16 KiB
Operator Guide
Status: v0.1 (WP-0003 baseline) Updated: 2026-05-16
This guide is the user manual for running artifact-store v0.1: the library,
CLI, HTTP ingestion API, manifest surface, retention lifecycle, storage checks,
and the guide-board pilot path.
For architectural background see ARCHITECTURE-BLUEPRINT.md, the ADRs under adr/, and the ROADMAP.
Prerequisites
- Python 3.12 or 3.13
uvon the PATH (one static binary)- A POSIX-ish shell (Linux, macOS, WSL2)
The pinned tech stack is documented in ADR-0005.
Quick start
uv sync --all-extras # install deps; produces .venv/ and uv.lock
cp .env.example .env # optional — the defaults work out of the box
make migrate-fresh # creates ./var/artifactstore.db and applies migrations
make dev # uvicorn on 127.0.0.1:8000
In another terminal:
curl -s http://127.0.0.1:8000/health | python3 -m json.tool
artifactstore health
Both should report status: ok.
Environment variables
All settings are prefixed with ARTIFACTSTORE_ and read by
pydantic-settings from the environment and (optionally) ./.env.

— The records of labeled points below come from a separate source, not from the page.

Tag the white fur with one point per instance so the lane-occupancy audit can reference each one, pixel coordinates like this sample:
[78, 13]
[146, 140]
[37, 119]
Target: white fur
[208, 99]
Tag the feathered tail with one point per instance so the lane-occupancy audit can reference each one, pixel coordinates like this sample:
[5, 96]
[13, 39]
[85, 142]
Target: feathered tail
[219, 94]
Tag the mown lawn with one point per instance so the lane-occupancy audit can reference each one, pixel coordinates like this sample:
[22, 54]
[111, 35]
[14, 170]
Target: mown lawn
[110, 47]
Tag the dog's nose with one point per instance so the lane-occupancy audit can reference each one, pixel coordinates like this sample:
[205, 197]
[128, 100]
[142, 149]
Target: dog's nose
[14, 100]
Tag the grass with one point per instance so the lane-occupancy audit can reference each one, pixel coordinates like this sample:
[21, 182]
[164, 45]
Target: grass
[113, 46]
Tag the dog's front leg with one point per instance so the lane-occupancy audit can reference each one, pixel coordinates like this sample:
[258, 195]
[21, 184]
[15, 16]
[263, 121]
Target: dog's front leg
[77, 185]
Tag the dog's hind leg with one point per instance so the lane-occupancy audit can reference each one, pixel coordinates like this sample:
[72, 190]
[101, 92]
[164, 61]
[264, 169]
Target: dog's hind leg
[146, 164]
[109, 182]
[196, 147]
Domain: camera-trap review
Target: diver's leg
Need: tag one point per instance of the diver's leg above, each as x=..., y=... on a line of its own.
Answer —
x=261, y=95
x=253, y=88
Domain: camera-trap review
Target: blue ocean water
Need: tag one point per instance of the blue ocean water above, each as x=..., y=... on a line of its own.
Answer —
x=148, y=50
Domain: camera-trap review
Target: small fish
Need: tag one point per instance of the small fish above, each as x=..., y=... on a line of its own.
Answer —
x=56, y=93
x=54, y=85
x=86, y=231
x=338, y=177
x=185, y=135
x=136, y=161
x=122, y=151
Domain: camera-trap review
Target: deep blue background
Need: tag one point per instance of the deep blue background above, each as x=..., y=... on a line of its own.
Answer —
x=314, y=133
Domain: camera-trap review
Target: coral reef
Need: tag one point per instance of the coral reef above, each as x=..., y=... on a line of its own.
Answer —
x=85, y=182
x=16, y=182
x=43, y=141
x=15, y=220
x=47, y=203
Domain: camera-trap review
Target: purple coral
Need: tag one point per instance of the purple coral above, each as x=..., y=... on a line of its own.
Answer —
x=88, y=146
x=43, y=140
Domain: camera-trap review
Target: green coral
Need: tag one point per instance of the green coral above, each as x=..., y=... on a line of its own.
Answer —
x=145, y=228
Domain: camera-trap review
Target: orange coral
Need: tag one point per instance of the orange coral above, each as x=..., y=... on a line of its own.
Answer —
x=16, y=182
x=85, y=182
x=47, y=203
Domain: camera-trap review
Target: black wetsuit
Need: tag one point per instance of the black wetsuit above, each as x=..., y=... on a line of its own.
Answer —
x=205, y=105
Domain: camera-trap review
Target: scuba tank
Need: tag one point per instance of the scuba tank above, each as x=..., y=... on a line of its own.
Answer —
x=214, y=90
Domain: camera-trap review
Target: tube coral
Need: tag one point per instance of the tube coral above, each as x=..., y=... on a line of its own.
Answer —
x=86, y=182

| Variable | Default | Purpose |
|---|---|---|
ARTIFACTSTORE_DATABASE_URL |
sqlite+aiosqlite:///./var/artifactstore.db |
SQLAlchemy async URL. Alembic translates +aiosqlite and +asyncpg to their sync drivers at migrate-time. |
ARTIFACTSTORE_STORAGE_LOCAL_ROOT |
./var/storage |
Root directory for the local filesystem storage backend. Created on first use. |
ARTIFACTSTORE_LOG_LEVEL |
INFO |
Python logging level (DEBUG / INFO / WARNING / ERROR). |
ARTIFACTSTORE_AUTH_TOKENS |
empty | Comma- or newline-separated shared-secret bearer tokens for the HTTP API. |
ARTIFACTSTORE_ANON_READ |
false |
Set true only for local demos where read endpoints may be anonymous. |
ARTIFACTSTORE_API_URL |
http://127.0.0.1:8000 |
Default API base URL used by HTTP-backed CLI commands. |
ARTIFACTSTORE_API_TOKEN |
empty | Default bearer token used by HTTP-backed CLI commands. |
ARTIFACTSTORE_GUIDE_BOARD_SCHEMA |
schemas/guide-board.run.v1.json |
Schema path used by guide-board pilot bootstrap helpers. |
ARTIFACTSTORE_RETENTION_CONFIG_PATH |
empty | Optional TOML file overriding retention-class default durations. |
ARTIFACTSTORE_RETENTION_SWEEP_INTERVAL_SECONDS |
3600 |
Default interval for external schedulers that invoke the retention sweeper. |
ARTIFACTSTORE_STORAGE_BACKENDS |
local |
Comma-separated backend IDs to configure (local, s3). |
ARTIFACTSTORE_STORAGE_DEFAULT_BACKEND |
local |
Backend used when no routing rule matches. |
ARTIFACTSTORE_STORAGE_BACKEND_ROUTES |
empty | Comma-separated producer:retention_class=backend_id rules; * is a wildcard. |
ARTIFACTSTORE_S3_ENDPOINT_URL |
empty | S3-compatible endpoint URL for Ceph RGW / MinIO / AWS S3. |
ARTIFACTSTORE_S3_REGION |
us-east-1 |
S3 signing region. |
ARTIFACTSTORE_S3_BUCKET |
empty | Bucket/container for artifact objects. |
ARTIFACTSTORE_S3_KEY_PREFIX |
empty | Optional object-key prefix before <algorithm>/<hex...>. |
ARTIFACTSTORE_S3_ACCESS_KEY_REF |
empty | Access key reference, env:NAME or file:/mounted/path. |
ARTIFACTSTORE_S3_SECRET_KEY_REF |
empty | Secret key reference, env:NAME or file:/mounted/path. |
ARTIFACTSTORE_S3_STORAGE_CLASS |
empty | Optional storage class sent on writes. |
ARTIFACTSTORE_S3_SSE |
empty | Optional server-side encryption value, e.g. AES256. |
ARTIFACTSTORE_S3_MULTIPART_THRESHOLD_BYTES |
67108864 |
Multipart threshold for the S3 backend. |
ARTIFACTSTORE_S3_MULTIPART_CHUNK_BYTES |
8388608 |
Multipart part size for the S3 backend. |
STATE_HUB_URL |
http://127.0.0.1:8000 |
State Hub base URL used by guide-board linkage helpers. |
STATE_HUB_WORKSTREAM_ID |
empty | Optional workstream id for State Hub linkage events. |
STATE_HUB_TASK_ID |
empty | Optional task id for State Hub linkage events. |
See .env.example for the canonical template.
Retention policy TOML
By default, retention durations come from the seeded retention_classes
rows. Operators can override the default duration per class with
ARTIFACTSTORE_RETENTION_CONFIG_PATH:
[retention_classes.transient]
default_duration_seconds = 86400
[retention_classes."raw-evidence"]
default_duration_seconds = 7776000
[retention_classes."summary-evidence"]
default_duration_seconds = 31536000
[retention_classes."release-evidence"]
default_duration_seconds = 220752000
[retention_classes."permanent-record"]
# Omit default_duration_seconds for no expiry.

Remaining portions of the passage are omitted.